Р26/5/пси и я (СИ) - Коуни Майкл Грейтрекс (книга регистрации txt) 📗
— Готов? — наконец спросил Бэнкрофт, заботливо всматриваясь в глаз существа.
Получив слабое подтверждение, Бэнкрофт забрался под монопода, уперся спиной в толстое жесткое тело и с кряхтением отжал его в вертикальное положение. Поначалу карамбианин раскачивался из стороны в сторону, так что Скотт чуть не бросился ему на помощь. Но потом стойка монопода стала более уверенной, и работа насоса стабилизировалась.
— Благодарю тебя, друг Бэнкрофт.

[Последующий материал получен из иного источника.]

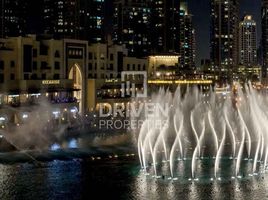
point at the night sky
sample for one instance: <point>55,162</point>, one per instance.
<point>201,19</point>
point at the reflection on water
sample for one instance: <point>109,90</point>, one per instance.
<point>116,179</point>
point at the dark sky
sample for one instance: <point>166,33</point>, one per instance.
<point>201,20</point>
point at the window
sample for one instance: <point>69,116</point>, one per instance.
<point>26,76</point>
<point>12,63</point>
<point>43,50</point>
<point>34,77</point>
<point>89,66</point>
<point>34,53</point>
<point>1,78</point>
<point>111,56</point>
<point>34,65</point>
<point>90,56</point>
<point>56,76</point>
<point>57,65</point>
<point>2,64</point>
<point>57,54</point>
<point>43,65</point>
<point>12,76</point>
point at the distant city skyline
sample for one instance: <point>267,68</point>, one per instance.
<point>201,21</point>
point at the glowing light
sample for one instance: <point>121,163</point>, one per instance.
<point>25,116</point>
<point>72,144</point>
<point>55,147</point>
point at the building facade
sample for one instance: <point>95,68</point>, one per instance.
<point>13,17</point>
<point>131,26</point>
<point>165,26</point>
<point>248,42</point>
<point>265,38</point>
<point>62,71</point>
<point>76,19</point>
<point>187,40</point>
<point>224,37</point>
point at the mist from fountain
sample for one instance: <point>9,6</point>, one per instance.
<point>205,125</point>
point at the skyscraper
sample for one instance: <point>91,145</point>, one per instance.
<point>131,26</point>
<point>248,41</point>
<point>265,38</point>
<point>80,19</point>
<point>224,36</point>
<point>187,39</point>
<point>165,26</point>
<point>61,18</point>
<point>13,17</point>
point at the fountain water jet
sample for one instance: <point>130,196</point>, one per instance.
<point>203,128</point>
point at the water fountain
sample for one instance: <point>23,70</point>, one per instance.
<point>206,135</point>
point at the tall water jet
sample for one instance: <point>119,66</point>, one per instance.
<point>204,124</point>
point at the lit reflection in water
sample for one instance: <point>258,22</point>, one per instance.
<point>72,144</point>
<point>79,179</point>
<point>55,147</point>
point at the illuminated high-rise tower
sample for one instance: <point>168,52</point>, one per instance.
<point>248,41</point>
<point>265,38</point>
<point>131,26</point>
<point>13,17</point>
<point>187,40</point>
<point>224,37</point>
<point>165,26</point>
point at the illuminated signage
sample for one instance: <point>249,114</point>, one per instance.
<point>50,82</point>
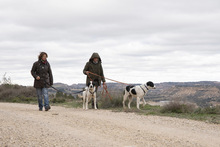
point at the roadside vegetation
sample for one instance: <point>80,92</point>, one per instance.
<point>24,94</point>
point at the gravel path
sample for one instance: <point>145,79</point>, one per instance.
<point>24,125</point>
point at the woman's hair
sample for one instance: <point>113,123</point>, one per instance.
<point>41,55</point>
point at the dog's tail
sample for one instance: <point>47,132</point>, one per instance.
<point>80,96</point>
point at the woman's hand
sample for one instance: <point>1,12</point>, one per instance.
<point>87,72</point>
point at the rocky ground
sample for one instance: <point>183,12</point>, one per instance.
<point>24,125</point>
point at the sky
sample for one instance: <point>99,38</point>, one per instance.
<point>138,40</point>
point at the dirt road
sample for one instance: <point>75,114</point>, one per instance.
<point>24,125</point>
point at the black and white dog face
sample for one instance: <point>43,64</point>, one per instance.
<point>150,85</point>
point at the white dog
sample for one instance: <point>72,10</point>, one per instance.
<point>88,94</point>
<point>137,91</point>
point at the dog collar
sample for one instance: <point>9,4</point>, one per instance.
<point>143,89</point>
<point>146,87</point>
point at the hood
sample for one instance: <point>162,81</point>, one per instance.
<point>95,55</point>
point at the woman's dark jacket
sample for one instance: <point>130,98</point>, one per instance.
<point>95,68</point>
<point>43,70</point>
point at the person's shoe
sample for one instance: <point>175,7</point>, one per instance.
<point>47,108</point>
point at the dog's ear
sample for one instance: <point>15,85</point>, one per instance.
<point>151,84</point>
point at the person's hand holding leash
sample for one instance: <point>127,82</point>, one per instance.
<point>87,72</point>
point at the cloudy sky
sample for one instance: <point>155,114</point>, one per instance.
<point>138,40</point>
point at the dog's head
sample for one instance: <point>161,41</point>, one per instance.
<point>150,85</point>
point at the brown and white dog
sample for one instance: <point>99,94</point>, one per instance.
<point>88,94</point>
<point>137,91</point>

И тебя, друг Скотт. Большое спасибо вам обоим.
— Не за что, — пробормотал Скотт. — В самом деле это моя вина: вовремя не освободил дорогу. — Против воли он почувствовал вдруг симпатию к моноподу, такому сильному в обычных условиях и такому беспомощному в ситуации, которую человек разрешил бы в одно мгновение. Скотт стряхнул с бока карамбианина прилипшую пыль и кусочки земли.
Бэнкрофт посмотрел на Скотта с удивлением.
— Думаю, теперь с ним все будет хорошо, — сказал он, когда они продолжили путь по тропе. — Они не такие уж и пугающие, когда узнаешь их поближе, верно? — Он улыбнулся самому себе, отряхивая куртку от пыли. Сзади донеслась серия глухих ударов — оживший карамбианин тяжело попрыгал к задней части повозки, вскочил на нее и занял прежнее положение среди груза.
— Теперь понимаешь, почему они так осторожничают с курмом? — спросил Бэнкрофт. — Способность сохранять равновесие — для них вопрос жизни и смерти. Как только они падают, насос практически перестает функционировать. Поток крови замедляется и дыхание затрудняется так, что они не могут даже позвать на помощь.
— Странно, что такая уязвимая форма жизни смогла сохраниться, — заметил Скотт.
— Нет конкуренции, вот и выжили. Другие способные передвигаться существа из тех, что я здесь видел, — гастроподы и моноптеры, вряд ли могли стать эволюционными конкурентами. Первые уж больно неповоротливы, а вторые размером не вышли.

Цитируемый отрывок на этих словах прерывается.